A toddler with a straightforward speech delay will typically compensate with gestures. They’ll point, wave, nod, shake their head, and use eye contact to get their message across. They respond to their name. They bring you things to share their excitement. They understand much of what you say even if they can’t say it back. Their social connection with you feels strong and natural.

When autism is involved, the communication gap tends to be broader. The child may not point or gesture to compensate for limited words. They may not respond to their name. They may seem less interested in back-and-forth interaction. The difference isn’t just about producing words. It’s about the drive to connect and communicate in any form.

Regression: Losing Skills Already Gained

Some children with autism develop typically for a period and then lose skills they’d already learned. This regression most often happens between ages 1 and 2, which puts it squarely in the window you’re watching now. A child might stop using words they’d been saying, lose interest in social games like peekaboo, or stop making eye contact they’d previously maintained. For some children, the regression in social behaviors like looking at faces and sharing smiles begins even earlier.

Not all children with autism experience regression, and not all regression means autism. But if your child has clearly lost skills they once had, that’s a strong reason to seek an evaluation promptly.

What Happens at the 18-Month Checkup

The American Academy of Pediatrics recommends that all children be screened for autism at both 18 and 24 months, regardless of whether there are concerns. At your child’s 18-month well-child visit, the pediatrician should give you a screening questionnaire called the M-CHAT (Modified Checklist for Autism in Toddlers). It has 20 yes-or-no questions about your child’s behavior.

Scores fall into three ranges. A score of 0 to 2 indicates low likelihood for autism. A score of 3 to 7 indicates moderate likelihood, and a score of 8 to 20 indicates high likelihood. A moderate or high score doesn’t mean your child is autistic. It means a more thorough evaluation is warranted. If your pediatrician hasn’t offered this screening, ask for it directly.
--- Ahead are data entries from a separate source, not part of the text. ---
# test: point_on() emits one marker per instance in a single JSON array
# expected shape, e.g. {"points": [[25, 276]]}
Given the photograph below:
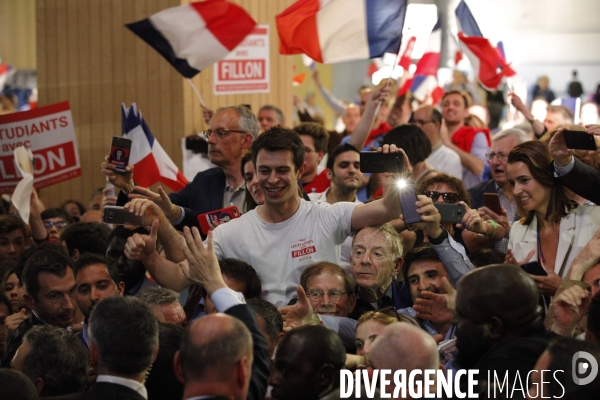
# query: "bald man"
{"points": [[402, 346], [499, 321], [222, 355]]}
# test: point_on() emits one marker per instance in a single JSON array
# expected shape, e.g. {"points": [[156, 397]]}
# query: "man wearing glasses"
{"points": [[502, 144], [231, 132], [442, 158]]}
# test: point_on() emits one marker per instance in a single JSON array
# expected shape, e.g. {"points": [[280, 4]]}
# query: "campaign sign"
{"points": [[246, 68], [50, 134]]}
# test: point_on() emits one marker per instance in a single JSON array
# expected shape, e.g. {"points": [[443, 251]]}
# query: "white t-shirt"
{"points": [[446, 160], [280, 252], [347, 245]]}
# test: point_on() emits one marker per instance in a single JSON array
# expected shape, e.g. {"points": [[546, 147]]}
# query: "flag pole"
{"points": [[386, 84], [196, 91]]}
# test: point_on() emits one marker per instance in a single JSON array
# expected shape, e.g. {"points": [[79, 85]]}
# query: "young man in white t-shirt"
{"points": [[287, 233]]}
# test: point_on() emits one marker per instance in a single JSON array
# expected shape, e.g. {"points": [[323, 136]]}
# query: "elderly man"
{"points": [[442, 158], [232, 130], [502, 144], [329, 289]]}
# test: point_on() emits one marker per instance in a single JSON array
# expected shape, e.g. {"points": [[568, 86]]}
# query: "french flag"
{"points": [[332, 31], [425, 79], [196, 35], [484, 58], [152, 164]]}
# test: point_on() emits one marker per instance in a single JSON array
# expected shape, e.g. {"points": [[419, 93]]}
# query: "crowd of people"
{"points": [[320, 273]]}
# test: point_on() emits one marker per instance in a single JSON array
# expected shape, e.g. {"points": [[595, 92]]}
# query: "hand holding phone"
{"points": [[216, 217], [119, 154]]}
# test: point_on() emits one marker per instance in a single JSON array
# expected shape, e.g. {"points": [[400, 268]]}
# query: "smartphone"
{"points": [[372, 161], [197, 145], [453, 213], [408, 198], [220, 216], [492, 201], [580, 140], [119, 153], [118, 215], [534, 268]]}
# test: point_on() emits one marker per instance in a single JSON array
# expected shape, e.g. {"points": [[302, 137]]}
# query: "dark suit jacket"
{"points": [[202, 195], [103, 391], [477, 191], [260, 367], [584, 181]]}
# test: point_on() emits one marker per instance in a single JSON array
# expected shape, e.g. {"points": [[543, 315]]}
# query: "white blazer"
{"points": [[576, 230]]}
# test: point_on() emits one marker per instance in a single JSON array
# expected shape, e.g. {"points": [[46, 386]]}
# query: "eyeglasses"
{"points": [[58, 225], [448, 197], [501, 156], [220, 133], [334, 294], [421, 122]]}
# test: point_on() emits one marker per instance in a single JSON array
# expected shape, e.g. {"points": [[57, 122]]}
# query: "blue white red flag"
{"points": [[152, 164], [331, 31], [425, 78], [486, 61], [196, 35]]}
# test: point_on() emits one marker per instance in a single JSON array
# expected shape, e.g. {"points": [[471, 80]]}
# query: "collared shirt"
{"points": [[130, 383], [511, 208]]}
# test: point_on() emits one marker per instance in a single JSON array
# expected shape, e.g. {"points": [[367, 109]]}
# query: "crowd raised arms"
{"points": [[285, 250]]}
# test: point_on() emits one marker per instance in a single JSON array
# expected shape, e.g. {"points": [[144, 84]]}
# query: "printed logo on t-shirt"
{"points": [[303, 247]]}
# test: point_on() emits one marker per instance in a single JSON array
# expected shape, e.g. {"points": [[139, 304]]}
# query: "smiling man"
{"points": [[285, 235], [50, 293], [329, 289], [502, 143]]}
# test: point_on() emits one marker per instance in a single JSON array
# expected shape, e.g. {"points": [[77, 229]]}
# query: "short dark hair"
{"points": [[451, 181], [244, 273], [9, 223], [15, 385], [4, 300], [324, 266], [161, 381], [58, 357], [56, 213], [424, 252], [270, 314], [48, 261], [214, 358], [92, 258], [317, 132], [87, 237], [125, 331], [412, 140], [343, 148], [461, 94], [278, 111], [278, 139]]}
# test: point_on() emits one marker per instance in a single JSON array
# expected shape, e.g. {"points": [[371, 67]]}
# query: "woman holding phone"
{"points": [[553, 229]]}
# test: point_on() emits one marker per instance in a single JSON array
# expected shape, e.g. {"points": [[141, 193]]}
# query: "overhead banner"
{"points": [[50, 134], [246, 68]]}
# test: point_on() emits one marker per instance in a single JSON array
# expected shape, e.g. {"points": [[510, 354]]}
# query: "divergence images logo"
{"points": [[580, 368]]}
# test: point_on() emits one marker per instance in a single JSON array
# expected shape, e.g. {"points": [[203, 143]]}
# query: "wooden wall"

How a Formal Evaluation Works

If screening raises concerns, the next step is a formal developmental evaluation. This is a more in-depth assessment conducted by one or more specialists, which could include a developmental pediatrician, child psychologist, speech-language pathologist, or occupational therapist. The evaluation typically involves observing your child in structured and unstructured situations, asking you detailed questions about your child’s development and daily behavior, and having you fill out additional questionnaires.

The process can take several hours spread across one or more appointments. Wait times for evaluations vary widely by location and can stretch to several months. If you’re concerned, request the referral now rather than waiting to see if things improve. You can always cancel if the concern resolves, but you can’t get back months spent on a waiting list.

You Don’t Need a Diagnosis to Get Support

In the U.S., every state has an Early Intervention program (Part C of IDEA) that provides developmental services to children under age 3. You do not need a diagnosis, a doctor’s referral, or even a completed evaluation to contact them. Parents are considered a primary referral source, meaning you can call directly, explain your concerns, and request that your child be evaluated through the program.

To find your local program, ask your pediatrician, contact the neonatal unit at your local hospital, or visit the Early Childhood Technical Assistance Center (ECTA Center) website, which maintains a list of Part C coordinators by state. Once you make contact, the state system will guide you through its specific evaluation process and, if your child qualifies, connect you with services like speech therapy, occupational therapy, or developmental support.

Starting this process while you wait for a diagnostic evaluation means your child can begin receiving help during a period of rapid brain development, when intervention has its greatest impact.